Limited frequency bandwidth. Basically, a large part of the audible range is cut off, either so the audio can be transmitted more easily, or because of the imperfect analog storage medium that has degraded over time and lost a large part of that range.
ELI5: milk spoils after a while, or gets filtered to lose some of its nutrients.
Many people in the media spoke with the Transatlantic accent. The accent was embraced especially by members of the Northeastern upper class, as well as in schools for film, radio, and stage acting, with its overall use sharply declining after the Second World War. The Mid-Atlantic accent is not a native or regional accent; rather, according to voice and drama professor Dudley Knight, “its earliest advocates bragged that its chief quality was that no Americans actually spoke it unless educated to do so”.
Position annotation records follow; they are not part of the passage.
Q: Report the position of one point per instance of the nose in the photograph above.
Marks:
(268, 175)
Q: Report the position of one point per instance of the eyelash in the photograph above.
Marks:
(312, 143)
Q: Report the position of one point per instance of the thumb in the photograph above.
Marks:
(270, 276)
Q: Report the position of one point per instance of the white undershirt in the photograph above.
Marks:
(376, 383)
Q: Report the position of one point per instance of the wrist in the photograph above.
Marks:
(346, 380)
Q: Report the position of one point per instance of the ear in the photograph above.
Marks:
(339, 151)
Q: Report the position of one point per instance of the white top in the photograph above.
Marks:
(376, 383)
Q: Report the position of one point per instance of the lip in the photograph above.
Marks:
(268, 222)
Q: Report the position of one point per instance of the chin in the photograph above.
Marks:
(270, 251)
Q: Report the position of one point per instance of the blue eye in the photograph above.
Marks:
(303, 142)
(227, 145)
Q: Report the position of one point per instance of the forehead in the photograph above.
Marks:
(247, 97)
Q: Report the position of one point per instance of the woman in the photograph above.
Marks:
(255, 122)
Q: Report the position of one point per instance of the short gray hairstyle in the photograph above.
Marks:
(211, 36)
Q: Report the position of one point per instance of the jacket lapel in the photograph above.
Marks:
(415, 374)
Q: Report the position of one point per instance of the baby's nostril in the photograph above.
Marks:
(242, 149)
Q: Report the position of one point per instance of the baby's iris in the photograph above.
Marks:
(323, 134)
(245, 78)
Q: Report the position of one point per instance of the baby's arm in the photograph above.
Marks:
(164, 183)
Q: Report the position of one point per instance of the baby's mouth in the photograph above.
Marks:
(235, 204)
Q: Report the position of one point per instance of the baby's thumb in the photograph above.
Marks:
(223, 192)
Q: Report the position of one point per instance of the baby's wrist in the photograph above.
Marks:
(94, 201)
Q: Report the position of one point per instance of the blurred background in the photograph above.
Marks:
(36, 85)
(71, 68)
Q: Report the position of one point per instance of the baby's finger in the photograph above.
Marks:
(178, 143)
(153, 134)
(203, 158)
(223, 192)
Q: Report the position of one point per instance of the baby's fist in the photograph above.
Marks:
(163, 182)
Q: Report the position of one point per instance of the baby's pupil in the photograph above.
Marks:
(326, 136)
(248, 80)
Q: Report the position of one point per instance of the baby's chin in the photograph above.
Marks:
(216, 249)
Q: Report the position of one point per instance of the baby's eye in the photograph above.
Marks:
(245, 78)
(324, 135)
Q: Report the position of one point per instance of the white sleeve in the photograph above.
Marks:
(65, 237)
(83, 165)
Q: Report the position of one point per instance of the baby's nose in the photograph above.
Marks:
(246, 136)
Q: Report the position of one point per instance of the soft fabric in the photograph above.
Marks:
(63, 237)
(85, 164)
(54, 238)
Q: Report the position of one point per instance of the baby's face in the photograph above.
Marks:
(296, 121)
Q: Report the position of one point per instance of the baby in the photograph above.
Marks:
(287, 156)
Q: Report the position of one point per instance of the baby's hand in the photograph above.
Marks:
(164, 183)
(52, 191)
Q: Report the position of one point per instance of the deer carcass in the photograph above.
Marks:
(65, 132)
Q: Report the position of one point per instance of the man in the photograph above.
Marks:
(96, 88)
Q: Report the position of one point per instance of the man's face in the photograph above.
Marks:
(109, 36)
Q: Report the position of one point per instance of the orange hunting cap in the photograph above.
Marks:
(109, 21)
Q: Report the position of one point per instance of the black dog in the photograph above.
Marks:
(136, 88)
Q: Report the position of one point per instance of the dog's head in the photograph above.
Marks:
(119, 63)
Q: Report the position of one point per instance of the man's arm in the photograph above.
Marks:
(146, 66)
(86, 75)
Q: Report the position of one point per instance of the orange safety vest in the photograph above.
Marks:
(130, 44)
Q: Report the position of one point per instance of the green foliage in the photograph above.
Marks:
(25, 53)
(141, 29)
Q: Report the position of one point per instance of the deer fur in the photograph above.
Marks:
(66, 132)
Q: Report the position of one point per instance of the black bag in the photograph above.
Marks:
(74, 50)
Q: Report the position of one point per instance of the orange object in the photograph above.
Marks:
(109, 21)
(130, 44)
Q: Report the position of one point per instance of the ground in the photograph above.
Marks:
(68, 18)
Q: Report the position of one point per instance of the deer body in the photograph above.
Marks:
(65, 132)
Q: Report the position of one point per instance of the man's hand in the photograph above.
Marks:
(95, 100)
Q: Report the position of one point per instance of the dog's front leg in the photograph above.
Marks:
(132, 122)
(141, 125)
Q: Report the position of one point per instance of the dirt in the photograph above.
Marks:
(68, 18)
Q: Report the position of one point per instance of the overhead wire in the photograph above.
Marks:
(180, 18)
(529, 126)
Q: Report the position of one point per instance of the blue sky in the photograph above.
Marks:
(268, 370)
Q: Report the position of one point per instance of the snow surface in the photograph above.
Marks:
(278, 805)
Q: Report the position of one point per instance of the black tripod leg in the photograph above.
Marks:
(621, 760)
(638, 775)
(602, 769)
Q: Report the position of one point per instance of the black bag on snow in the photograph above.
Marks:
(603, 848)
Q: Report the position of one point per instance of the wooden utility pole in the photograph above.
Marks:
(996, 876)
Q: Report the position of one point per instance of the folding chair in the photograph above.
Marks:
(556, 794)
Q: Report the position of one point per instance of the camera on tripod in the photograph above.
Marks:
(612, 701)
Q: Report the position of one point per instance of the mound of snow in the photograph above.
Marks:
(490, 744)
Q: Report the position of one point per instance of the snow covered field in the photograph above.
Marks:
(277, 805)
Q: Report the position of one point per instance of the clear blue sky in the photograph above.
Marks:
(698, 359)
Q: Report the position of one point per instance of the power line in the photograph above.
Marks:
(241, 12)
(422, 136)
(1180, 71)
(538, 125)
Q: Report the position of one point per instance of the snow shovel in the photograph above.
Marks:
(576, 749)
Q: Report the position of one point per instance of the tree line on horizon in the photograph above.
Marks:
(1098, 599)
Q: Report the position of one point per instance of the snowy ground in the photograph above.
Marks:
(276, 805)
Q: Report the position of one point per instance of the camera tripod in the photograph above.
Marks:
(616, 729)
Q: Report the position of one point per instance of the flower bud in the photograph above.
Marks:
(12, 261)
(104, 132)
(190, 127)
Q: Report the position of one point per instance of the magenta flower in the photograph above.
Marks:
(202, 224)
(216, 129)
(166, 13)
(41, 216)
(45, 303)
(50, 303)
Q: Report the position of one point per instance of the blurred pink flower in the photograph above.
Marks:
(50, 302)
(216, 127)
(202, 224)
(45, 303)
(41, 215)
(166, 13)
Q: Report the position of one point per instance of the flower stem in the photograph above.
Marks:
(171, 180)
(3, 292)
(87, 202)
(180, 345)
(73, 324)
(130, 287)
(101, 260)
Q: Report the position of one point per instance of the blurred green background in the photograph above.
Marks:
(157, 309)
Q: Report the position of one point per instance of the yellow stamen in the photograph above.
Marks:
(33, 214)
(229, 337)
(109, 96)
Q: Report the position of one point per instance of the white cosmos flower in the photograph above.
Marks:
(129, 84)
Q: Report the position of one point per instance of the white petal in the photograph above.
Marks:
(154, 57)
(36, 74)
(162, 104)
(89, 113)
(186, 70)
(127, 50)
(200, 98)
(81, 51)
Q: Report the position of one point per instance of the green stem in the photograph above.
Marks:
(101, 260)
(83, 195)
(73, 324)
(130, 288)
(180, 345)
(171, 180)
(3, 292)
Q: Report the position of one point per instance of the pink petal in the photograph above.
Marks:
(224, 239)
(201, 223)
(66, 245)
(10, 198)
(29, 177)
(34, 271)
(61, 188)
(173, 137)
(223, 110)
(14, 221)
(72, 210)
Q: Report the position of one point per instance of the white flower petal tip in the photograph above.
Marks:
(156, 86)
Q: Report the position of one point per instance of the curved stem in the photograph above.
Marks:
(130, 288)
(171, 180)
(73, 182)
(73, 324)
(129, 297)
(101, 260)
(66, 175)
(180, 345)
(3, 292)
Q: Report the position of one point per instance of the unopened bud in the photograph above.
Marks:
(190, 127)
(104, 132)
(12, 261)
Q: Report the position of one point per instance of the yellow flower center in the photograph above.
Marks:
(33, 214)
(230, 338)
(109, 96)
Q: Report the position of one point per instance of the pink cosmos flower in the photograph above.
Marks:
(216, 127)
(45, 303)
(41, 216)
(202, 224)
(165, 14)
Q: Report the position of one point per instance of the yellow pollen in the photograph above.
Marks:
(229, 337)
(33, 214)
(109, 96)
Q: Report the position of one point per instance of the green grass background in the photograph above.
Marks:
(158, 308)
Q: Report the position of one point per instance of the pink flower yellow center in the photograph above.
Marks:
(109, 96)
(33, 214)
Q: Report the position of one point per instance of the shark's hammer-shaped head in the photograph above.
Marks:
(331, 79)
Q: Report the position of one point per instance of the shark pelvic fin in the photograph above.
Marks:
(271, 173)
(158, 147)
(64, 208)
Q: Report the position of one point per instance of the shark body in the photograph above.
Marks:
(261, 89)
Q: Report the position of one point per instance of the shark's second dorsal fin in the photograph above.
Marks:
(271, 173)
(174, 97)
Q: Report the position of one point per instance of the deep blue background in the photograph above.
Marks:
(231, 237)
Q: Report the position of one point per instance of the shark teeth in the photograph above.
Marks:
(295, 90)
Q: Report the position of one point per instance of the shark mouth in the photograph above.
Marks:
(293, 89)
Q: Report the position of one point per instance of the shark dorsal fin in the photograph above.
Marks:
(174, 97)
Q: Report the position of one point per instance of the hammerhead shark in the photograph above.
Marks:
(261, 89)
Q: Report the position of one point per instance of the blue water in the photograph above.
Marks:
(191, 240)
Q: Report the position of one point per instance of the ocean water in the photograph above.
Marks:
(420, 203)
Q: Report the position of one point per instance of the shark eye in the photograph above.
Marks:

In the UK, many recorded voices for radio, film and television would have ‘received pronunciation’ which was thought to be especially clear and authoritative – which is why it is often associated with the BBC.
You still hear it in places like announcements on the London Underground and with some presenters on Radio 4 and the World Service, but it is dying out.
Due to technology limitations, very low and very high-pitched sounds didn’t get recorded very well—or at all—before the 1950s. Part of what gives a voice its tone is those pitches.
Also, in the old days, many performers were trained to vocalize a certain way and to use a sort of nasal, posh accent which carried well and remained easy to understand in large venues or in lo-fi recordings. Presenters and narrators often used this “standard” public-speaking voice because it sounded authoritative.
Easier answer: The microphone and the way it was recorded. The mic that originally recorded the broadcast is what gives it that tinny sound. Microphones can have different frequencies and dynamics, some are super sensitive and some are crap. A five dollar microphone sounds much different than a $5000 microphone. A 1927 microphone sounds much different than a 2024 microphone. It also depends on how the sound was captured: was it on vinyl, a wax cylinder, a radio broadcast. All of those formats have their own dynamics and sound limitations. Hope this helps.